Table 5 Dataset description

From: Automatic question generation and answer assessment: a survey

Dataset

Description

QGSTEC

A corpus of over 1000 questions. The questions are generated from individual sentences or a paragraph.

TabMCQ

The dataset contains a large set of crowd-sourced MCQs covering the facts in the 65 hand-crafted tables.

SQuAD

The dataset consists of 100K+ samples collecting from Wikipedia articles. Each sample consists of question-answer pairs with a passage. The answer is a part of the text from the passage.

30MQA

The corpus consists of 30M question-answer pairs created by humans and their corresponding Freebase fact which represents by a triple. A triple consists of a subject, a relationship, and an object which is converted into a question with this subject and object where the object is the correct answer.

MS MARCO

The dataset covers 1,010,916 questions from the query log of Bing’s search with human-generated answers.

RACE

The dataset consists of a large set of questions (nearly 100K), answers and associated passages generated by human experts.

NewsQA

A large-scale dataset contains over 100K human-generated question-answer pairs based on a set of over 10K news articles.

TriviaQA

The dataset contains over 650K question-answer-evidence documents triples. The documents are collected from web search and Wikipedia pages.

SciQ

The dataset consists of 13.7K crowdsourced multiple-choice science questions. Every MCQ has one correct answer with three distractors, and one additional passage to support the evidence of the correct answer. Most instances get from the passages used to generate the question.

MCQL

The dataset has crawled from the Web and contains 7.1K MCQs.
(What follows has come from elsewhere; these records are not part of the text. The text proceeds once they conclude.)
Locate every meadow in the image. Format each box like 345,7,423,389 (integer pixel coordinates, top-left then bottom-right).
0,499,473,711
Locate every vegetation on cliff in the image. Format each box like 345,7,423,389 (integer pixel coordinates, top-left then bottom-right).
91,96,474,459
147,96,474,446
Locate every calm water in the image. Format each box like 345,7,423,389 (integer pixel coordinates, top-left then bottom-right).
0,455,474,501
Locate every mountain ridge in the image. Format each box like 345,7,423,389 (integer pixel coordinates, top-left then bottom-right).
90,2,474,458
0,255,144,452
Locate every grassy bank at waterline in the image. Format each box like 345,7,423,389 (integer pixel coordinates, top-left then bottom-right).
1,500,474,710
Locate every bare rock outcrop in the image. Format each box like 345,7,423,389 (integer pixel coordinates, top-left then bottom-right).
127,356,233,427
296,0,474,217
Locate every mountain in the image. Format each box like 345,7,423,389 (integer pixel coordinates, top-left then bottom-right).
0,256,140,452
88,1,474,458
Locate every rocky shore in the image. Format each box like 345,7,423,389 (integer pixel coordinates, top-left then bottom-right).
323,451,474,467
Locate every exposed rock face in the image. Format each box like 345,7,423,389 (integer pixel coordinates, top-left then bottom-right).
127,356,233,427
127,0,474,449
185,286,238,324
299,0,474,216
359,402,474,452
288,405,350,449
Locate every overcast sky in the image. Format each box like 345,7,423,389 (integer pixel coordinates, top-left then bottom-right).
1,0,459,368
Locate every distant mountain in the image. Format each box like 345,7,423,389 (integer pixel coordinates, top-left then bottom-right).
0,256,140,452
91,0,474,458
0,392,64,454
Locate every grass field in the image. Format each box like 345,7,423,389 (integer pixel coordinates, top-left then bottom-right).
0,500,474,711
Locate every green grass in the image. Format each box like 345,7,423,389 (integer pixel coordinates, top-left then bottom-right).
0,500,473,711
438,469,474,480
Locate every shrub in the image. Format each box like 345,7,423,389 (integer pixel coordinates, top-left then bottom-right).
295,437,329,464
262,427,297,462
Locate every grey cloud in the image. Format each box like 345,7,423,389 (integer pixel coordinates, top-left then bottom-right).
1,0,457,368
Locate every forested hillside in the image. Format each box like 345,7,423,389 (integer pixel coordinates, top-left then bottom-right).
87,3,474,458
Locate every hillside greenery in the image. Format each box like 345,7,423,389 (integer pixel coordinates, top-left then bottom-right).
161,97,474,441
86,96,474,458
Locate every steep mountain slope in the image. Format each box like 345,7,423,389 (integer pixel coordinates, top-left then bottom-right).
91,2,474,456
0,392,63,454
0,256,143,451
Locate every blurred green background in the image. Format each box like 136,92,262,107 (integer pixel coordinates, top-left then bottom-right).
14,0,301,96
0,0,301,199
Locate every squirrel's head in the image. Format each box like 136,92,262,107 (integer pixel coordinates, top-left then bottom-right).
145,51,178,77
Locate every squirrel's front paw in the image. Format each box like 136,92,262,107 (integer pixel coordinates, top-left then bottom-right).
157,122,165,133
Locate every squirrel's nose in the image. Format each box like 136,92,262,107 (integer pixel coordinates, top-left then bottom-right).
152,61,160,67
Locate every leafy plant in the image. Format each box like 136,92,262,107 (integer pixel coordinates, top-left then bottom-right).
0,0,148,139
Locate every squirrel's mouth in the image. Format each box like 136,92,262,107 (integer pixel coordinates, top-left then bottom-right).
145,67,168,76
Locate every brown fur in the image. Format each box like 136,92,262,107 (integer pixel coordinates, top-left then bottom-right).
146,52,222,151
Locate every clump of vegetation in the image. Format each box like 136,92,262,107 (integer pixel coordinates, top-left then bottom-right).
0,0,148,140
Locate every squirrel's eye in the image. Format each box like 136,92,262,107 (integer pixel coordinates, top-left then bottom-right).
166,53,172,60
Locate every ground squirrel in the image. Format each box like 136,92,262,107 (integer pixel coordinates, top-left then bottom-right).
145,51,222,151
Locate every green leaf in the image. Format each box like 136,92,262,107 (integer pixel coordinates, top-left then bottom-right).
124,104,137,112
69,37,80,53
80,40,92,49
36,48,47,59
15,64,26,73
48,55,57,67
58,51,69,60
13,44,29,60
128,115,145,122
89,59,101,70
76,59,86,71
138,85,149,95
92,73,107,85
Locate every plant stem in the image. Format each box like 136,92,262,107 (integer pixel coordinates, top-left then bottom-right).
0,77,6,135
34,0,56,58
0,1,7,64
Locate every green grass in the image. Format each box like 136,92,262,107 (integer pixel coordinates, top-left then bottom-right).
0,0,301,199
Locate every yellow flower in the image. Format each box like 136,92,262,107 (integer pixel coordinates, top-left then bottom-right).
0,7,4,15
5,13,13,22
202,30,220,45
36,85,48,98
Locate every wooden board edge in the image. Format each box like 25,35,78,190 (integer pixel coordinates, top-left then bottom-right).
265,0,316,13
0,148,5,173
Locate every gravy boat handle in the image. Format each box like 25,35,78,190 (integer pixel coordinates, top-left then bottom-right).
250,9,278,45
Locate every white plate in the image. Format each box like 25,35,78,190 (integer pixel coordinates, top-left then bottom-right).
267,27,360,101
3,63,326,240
Each MCQ associates with four fields - sentence, answer, distractors, and the number of distractors.

NarrativeQA

The dataset contains a large number of question-answer pairs from a smaller collection of large documents. The dataset has designed for answering the questions correctly that require much understanding of the underlying narrative rather than just pattern matching.

LearningQ

The dataset contains 230K+ document-question pairs created by instructors and learners.